The focus of this chapter is the age diversity and development stages of school-aged children. But what about the teachers’ age? What impacts of teachers’ age have on their teaching and their students? What are the strengths and downfalls of young teachers and old teachers? Are teachers the older the better?
Young teachers are fresh off school and full of new concepts and ideas of education; their passion and energy make natural ties between them and their students; they are apt to use modern technologies both in classrooms and the communications with students (e.g. internet, texting, youtube, facebook). They could be teachers, friends, and role models for students. However, younger teachers seem “immature” and need to grow up as well as the students. They may lack skills of classroom management, ability to handle emergencies, which were learned over the YEARS of teaching. Since young teachers have not raised their own children, they might fail to understand issues from the stand point of parents.
Are teachers the older the better? Veteran teachers are often referred as “experienced”, “highly efficient”, since they have been teaching the same subject over the years and have extracted the best teaching materials and approaches to teaching. They have rich life lessons, which enable them to understand what parents are expecting from and worrying about their children. Older teachers are familiar with education policies, routines, procedures, resources, personnel that are helpful for dealing with general and specific cases. Nevertheless, old teachers may rely too much on their former experience when solving problems, other than try to learn new findings of education. If they are not updated with the knowledge of all kinds of learning disability, they might easily label a child with learning disability as “trouble maker”, “do not follow directions” etc.
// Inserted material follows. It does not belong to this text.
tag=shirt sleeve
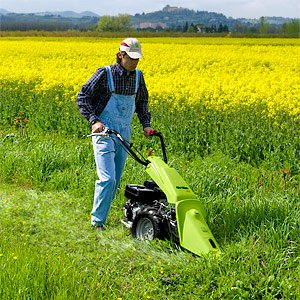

So, I will conclude that a middle-age teacher (such as me), would combine all the strengths of being young and old and be the best teacher! Just kidding! Judging a teacher by his/her age, is “ageism”, and thus biased. Best teachers can be from any age group, as long as the teacher is passionate about his/her job, listening to students and parents, professional in the content area, self-reflective about his/her teaching, and always ready to learn new things.